How It Works
From speech to polished text — recording, transcription, AI processing, and output.
When you record with VivaDicta, your speech goes through a multi-stage pipeline that turns raw audio into clean, polished text.
The Pipeline
Recording
Audio is captured via your device's microphone.
Transcription
Speech is converted to text using your chosen model — local (Whisper, Parakeet) or cloud provider.
Word Replacements
Your custom find-and-replace rules are applied — fixing names, expanding abbreviations, standardizing terms.
Custom Vocabulary
Domain-specific terms and proper nouns you've defined are included as context for more accurate results.
AI Processing
If enabled, the text is sent to your chosen AI provider with your selected preset for polishing, summarizing, translating, or reformatting.
Output Cleanup
AI artifacts (thinking tags, wrapper XML) are stripped for a clean final result.
Paragraph Formatting
Continuous text is broken into readable paragraphs using language-aware sentence detection.
Smart Insert
When using the keyboard, Smart Insert automatically adds spacing and adjusts capitalization so text flows naturally into what you've already typed.
Recording
VivaDicta captures high-quality audio from your device's microphone. Recordings are stored locally and can be played back from your transcription history.
Transcription
Your audio is routed to whichever transcription engine you've selected:
- Local: Whisper (optimized for Apple hardware), Parakeet, — fully private, no internet needed.
- Cloud: Groq, Deepgram, ElevenLabs, Gemini, Mistral, and more — fast and accurate.
See Transcription Models for a full comparison.
Text Processing
After transcription, the raw text goes through several processing stages:
- Word Replacements — custom find-and-replace rules you define in settings. Useful for correcting names, expanding abbreviations, and fixing persistent transcription errors.
- Custom Vocabulary — domain-specific terms included as context to improve AI processing accuracy.
AI Processing
If AI processing is enabled, the cleaned transcription is sent to your chosen AI provider with your selected preset.
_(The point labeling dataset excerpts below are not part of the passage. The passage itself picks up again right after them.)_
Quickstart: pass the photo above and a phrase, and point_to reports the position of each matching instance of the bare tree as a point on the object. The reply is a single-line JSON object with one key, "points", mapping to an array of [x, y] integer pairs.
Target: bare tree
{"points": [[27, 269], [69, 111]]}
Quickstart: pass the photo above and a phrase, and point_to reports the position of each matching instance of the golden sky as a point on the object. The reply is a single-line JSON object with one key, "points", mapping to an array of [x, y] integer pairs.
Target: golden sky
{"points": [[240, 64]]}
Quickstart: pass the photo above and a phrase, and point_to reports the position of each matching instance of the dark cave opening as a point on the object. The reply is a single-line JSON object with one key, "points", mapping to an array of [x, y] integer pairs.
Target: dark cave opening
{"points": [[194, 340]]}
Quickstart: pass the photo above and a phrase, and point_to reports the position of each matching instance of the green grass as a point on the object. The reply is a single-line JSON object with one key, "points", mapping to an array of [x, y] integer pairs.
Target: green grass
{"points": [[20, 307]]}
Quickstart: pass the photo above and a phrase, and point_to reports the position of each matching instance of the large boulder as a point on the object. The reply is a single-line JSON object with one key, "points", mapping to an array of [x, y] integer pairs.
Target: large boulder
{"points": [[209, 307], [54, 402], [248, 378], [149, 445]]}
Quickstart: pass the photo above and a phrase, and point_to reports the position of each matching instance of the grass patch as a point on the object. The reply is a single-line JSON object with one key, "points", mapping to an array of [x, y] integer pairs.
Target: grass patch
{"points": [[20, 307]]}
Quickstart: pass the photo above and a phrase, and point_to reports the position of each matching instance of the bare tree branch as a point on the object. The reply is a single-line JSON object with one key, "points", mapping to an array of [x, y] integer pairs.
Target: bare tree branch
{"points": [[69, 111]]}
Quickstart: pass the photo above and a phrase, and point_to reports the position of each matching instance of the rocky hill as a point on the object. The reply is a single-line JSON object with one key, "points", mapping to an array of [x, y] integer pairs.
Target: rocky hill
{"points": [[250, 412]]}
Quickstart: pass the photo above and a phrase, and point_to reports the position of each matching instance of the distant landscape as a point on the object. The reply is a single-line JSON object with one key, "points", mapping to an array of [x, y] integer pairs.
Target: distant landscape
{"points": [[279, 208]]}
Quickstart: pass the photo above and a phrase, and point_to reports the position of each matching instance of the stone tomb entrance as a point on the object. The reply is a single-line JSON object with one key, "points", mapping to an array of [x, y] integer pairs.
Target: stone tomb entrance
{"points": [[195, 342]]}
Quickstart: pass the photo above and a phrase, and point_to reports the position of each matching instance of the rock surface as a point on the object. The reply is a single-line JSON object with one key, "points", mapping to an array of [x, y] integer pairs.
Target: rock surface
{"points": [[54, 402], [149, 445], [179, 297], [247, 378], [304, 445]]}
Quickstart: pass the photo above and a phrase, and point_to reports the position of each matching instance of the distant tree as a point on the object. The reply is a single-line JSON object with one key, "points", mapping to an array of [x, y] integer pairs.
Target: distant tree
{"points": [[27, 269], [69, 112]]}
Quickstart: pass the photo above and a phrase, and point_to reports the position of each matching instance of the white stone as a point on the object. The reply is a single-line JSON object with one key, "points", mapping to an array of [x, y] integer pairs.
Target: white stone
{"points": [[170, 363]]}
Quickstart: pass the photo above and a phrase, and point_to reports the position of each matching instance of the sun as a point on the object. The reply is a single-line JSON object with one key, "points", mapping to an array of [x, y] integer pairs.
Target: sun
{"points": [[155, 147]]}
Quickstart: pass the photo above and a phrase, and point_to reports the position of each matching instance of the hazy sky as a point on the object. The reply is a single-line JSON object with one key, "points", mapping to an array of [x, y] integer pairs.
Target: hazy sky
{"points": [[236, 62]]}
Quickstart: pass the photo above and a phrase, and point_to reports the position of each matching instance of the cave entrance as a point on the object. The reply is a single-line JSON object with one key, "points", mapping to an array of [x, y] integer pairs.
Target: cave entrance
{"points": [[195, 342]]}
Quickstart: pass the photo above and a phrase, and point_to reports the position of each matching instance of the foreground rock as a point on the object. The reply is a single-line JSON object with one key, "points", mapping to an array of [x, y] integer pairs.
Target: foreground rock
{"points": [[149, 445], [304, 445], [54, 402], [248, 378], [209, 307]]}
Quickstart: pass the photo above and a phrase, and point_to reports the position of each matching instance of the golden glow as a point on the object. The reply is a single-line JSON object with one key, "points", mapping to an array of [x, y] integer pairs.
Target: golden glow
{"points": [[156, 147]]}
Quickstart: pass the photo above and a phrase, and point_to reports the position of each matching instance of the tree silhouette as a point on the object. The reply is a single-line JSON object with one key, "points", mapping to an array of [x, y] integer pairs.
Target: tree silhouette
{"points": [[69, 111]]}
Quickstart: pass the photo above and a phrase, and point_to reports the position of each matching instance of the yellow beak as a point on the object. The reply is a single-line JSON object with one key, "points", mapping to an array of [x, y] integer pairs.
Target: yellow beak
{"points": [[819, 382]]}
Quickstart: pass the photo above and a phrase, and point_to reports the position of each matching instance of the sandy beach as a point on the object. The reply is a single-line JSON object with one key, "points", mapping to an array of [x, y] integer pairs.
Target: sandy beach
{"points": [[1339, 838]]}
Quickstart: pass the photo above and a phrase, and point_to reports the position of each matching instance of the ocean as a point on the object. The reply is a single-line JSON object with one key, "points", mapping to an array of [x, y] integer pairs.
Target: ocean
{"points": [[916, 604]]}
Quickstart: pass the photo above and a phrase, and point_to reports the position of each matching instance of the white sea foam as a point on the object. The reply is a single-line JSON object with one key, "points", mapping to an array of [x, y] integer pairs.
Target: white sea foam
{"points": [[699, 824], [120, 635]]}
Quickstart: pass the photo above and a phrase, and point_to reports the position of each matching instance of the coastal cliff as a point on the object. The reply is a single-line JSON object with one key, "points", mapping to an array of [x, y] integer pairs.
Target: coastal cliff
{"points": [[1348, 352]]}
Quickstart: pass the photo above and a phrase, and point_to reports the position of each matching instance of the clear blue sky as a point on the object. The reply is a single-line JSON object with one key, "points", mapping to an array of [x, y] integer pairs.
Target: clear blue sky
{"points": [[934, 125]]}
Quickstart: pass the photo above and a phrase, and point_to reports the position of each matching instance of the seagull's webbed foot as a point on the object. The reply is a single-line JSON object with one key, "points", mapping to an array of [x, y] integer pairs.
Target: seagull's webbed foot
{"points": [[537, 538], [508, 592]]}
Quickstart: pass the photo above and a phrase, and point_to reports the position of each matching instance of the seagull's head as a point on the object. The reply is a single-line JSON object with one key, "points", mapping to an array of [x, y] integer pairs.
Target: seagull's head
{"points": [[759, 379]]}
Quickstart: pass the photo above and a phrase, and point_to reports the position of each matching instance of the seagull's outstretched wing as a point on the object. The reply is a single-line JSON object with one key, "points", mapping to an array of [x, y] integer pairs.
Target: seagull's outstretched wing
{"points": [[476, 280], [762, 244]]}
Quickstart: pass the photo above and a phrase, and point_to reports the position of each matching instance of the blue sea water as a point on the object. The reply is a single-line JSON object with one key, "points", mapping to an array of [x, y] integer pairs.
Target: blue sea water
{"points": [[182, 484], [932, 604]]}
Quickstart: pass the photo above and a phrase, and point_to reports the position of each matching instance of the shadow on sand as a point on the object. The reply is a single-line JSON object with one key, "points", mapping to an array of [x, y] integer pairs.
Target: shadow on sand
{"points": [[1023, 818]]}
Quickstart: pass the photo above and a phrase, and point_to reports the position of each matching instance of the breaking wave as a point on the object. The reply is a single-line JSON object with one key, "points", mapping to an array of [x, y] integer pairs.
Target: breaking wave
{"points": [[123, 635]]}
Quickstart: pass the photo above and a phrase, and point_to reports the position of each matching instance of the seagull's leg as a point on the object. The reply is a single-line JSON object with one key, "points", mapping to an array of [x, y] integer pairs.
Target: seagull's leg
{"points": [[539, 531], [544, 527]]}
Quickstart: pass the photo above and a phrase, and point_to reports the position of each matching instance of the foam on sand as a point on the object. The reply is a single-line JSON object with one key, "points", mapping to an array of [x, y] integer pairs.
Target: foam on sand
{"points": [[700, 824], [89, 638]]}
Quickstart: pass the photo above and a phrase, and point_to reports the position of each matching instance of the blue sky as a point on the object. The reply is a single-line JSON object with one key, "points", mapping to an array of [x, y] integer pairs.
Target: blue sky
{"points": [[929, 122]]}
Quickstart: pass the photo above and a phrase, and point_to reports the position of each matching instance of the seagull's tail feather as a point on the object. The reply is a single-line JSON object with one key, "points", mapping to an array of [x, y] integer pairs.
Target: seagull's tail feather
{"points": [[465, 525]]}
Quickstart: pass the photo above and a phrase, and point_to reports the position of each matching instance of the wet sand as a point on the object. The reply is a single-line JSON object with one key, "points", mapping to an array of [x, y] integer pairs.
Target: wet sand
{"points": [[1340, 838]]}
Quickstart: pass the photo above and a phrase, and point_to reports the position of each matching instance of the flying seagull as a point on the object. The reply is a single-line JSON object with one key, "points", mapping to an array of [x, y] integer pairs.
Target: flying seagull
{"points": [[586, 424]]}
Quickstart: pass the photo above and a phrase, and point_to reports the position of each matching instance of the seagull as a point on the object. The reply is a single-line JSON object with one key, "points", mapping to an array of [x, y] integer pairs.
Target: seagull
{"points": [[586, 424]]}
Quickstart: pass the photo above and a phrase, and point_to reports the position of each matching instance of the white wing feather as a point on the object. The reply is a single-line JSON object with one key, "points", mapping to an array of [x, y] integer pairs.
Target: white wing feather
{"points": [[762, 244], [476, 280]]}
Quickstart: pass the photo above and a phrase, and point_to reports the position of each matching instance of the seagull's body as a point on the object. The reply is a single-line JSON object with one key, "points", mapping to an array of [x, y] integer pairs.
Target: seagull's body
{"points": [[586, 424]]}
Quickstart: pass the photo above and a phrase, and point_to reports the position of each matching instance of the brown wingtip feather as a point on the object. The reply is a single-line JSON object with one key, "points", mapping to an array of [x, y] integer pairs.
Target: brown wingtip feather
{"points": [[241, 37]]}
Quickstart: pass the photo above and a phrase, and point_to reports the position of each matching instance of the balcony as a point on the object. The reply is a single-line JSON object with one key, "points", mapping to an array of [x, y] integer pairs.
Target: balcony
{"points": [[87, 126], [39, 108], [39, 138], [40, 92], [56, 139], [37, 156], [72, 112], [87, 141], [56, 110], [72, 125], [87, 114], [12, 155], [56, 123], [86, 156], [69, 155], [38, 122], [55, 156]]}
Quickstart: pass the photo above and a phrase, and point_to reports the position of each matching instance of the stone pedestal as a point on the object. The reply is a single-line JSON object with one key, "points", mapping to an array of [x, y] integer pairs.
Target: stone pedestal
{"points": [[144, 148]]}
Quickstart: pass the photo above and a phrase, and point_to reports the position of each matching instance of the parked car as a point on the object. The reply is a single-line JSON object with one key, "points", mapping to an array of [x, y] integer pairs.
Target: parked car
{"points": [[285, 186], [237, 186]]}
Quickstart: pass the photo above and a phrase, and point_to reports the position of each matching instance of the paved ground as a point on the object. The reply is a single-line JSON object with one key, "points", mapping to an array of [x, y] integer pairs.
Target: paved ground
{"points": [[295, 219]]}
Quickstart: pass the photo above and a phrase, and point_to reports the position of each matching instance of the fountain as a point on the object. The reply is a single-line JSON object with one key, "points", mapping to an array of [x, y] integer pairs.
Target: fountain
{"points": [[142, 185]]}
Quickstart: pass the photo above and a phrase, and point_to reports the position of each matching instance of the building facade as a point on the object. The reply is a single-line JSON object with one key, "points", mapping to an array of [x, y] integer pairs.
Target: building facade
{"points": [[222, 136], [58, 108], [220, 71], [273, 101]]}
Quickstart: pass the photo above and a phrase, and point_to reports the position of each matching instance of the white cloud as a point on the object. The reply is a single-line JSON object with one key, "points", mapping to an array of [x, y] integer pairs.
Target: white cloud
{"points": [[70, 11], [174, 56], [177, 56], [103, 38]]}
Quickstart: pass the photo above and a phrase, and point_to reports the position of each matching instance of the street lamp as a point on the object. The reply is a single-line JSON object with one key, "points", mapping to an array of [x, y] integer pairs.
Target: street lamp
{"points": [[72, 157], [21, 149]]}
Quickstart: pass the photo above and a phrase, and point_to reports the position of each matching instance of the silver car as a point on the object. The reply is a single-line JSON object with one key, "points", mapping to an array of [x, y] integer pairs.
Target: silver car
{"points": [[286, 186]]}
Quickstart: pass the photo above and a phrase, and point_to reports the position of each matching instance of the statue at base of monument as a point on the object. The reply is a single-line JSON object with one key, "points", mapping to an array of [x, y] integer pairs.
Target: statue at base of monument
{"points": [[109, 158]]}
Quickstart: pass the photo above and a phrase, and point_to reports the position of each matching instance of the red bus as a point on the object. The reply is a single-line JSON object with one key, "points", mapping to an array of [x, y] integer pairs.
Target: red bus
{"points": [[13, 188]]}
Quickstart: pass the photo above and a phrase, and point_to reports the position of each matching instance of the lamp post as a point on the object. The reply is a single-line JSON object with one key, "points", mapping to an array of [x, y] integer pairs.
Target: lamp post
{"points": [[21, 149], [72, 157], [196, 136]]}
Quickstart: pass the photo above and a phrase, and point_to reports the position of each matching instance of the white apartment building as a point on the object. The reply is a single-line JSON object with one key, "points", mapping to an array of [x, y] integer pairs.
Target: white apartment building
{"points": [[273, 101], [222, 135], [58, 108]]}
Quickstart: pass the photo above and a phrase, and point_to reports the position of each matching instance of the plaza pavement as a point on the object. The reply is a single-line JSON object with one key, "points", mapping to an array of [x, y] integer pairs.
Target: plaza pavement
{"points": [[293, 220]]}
The AI can:
- Fix grammar and punctuation (Regular preset).
- Reformat for a specific tone (Professional, Casual, Chat).
- Summarize or extract action points.
- Translate to another language.
- Format as code or technical content.
- Follow any custom instructions you've written.
See Transcription Models and Recommended Models for provider options.
Smart Insert (Keyboard)
When inserting text via the VivaDicta custom keyboard, Smart Insert automatically formats text to flow naturally into what you've already typed:
- Smart Spacing — adds a space before the inserted text if it follows a letter, number, or punctuation. Adds a trailing space unless the next character is already whitespace or punctuation.
- Smart Capitalization — capitalizes the first letter when inserting at the start of a sentence (after a period, exclamation mark, question mark, or newline). Lowercases it when continuing a sentence mid-flow.
Smart Insert is a per-mode setting — enable or disable it for each Viva Mode in your mode settings.
Output
The finished text is displayed in the app, saved to your transcription history, and can be copied to your clipboard. When using the VivaDicta keyboard, text is inserted directly into the active text field.
Both the raw transcription and AI-processed version are saved as separate variations, so you can always go back to the original.